My wife combines the choc mousse and cheesecake ideas for a decent (vegan :/ ) chocolate cheesecake. I couldn’t give you a recipe as just about everything goes in it!


----------



## YumYumSauce (Jun 25, 2020)

Id go for an avocado ice cream. Its frozen anyways so you can store a bunch away.


----------



## swarfrat (Jun 25, 2020)

Good Eats S09E11 Curious Yet Tasty Avocado Experiments


----------



## lowercasebill (Jun 25, 2020)




----------



## Kitchenchem (Jun 25, 2020)

I make avocado pie. It’s the recipe for Key Lime pie but substitute avocado for the egg yokes, and you don’t have to bake the pie just the crust.


----------



## SeattleBen (Jun 25, 2020)

I'll add to the list of dessert lovers of avocado.


----------



## zatowashi (Jun 25, 2020)

Deep fried avocado sounds amazing!

I love smoothies/milkshake - would probably make enough avocado maki to make myself sick. How about doing some summer rolls? Avocado, rice noodles, veg and some sriracha and peanut sauce is amazing.

I would definitely freeze some based on your yield though.


----------



## pleue (Jun 26, 2020)

Avocado pasta is lovely, cook pasta, drain reserving some liquid. Mash avos in bowl, add salt, pepper, olive oil, lemon juice, lemon zest, and a knob of butter and add pasta. Stir vigorously while adding pasta water till a sauce develops, serve with grated cheese if desired. 

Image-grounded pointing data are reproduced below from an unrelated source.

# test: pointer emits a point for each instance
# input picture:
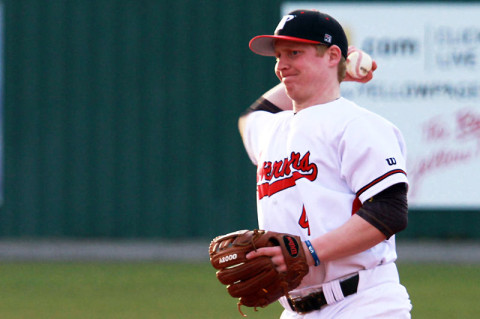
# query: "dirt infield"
(91, 250)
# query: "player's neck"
(325, 97)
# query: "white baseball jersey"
(316, 167)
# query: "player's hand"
(273, 252)
(365, 79)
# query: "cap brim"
(264, 44)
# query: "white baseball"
(359, 64)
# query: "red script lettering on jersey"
(285, 173)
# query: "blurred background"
(119, 116)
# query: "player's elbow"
(388, 210)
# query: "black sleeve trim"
(262, 104)
(388, 210)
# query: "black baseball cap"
(305, 26)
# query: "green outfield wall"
(120, 120)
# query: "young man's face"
(301, 69)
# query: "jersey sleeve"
(372, 155)
(257, 126)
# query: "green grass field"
(182, 290)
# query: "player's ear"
(335, 54)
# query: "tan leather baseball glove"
(256, 282)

Avocado smoothies are really good. I do milk, honey, cinnamon, ice, and sometimes a banana.

I grill them a lot and serve them with the same sauce and toppings as yaki nasu. Works great to eat a slightly under avo if you're trying to speed things up.

They are a great base for dressings.

They make a good hummus sub (add the usual hummus ingredients but swap chickpeas for avos.









Avocado Zhug


Here's Christian Leue's California take on zhug, subbing a whole avocado for the customary olive oil and using dried garlic.




laboiteny.com


----------



## boomchakabowwow (Jun 27, 2020)

It turns black frozen, no?


----------



## madelinez (Jun 28, 2020)

It doesn't turn black when frozen but it also won't ripen/soften once defrosted, I'm not a fan of freezing them.

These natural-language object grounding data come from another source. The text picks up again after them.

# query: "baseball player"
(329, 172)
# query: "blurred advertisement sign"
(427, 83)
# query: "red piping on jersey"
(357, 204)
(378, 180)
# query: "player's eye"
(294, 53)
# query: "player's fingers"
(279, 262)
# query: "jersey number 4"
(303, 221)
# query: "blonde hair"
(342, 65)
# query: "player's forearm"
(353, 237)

I've been on a spaghetti rampage so will give the avocado pasta a try, sounds great. And also some avocado hummus...


----------



## Dendrobatez (Jun 28, 2020)

Tristan said:


> Umm there is a local phenomenon which is an avocado milkshake, thick and with liquid palm sugar as the sweetener.
> Weird as it sounds I wholeheartedly recommend it.
> Alternatively find some hipsters and sell the excess fruits to them.


First time I had this was from a Moroccan server, very popular over there apperently. 

Anyway you can save them by freezing, cut in half, remove skin and pit, squeeze a lemon over top, put in a vacuum back and use a cutting board to smash them flat. Once sealed they'll last 6mo, thaw quick and make good guac or you can cut it and use as a plating pedestal for salads.


----------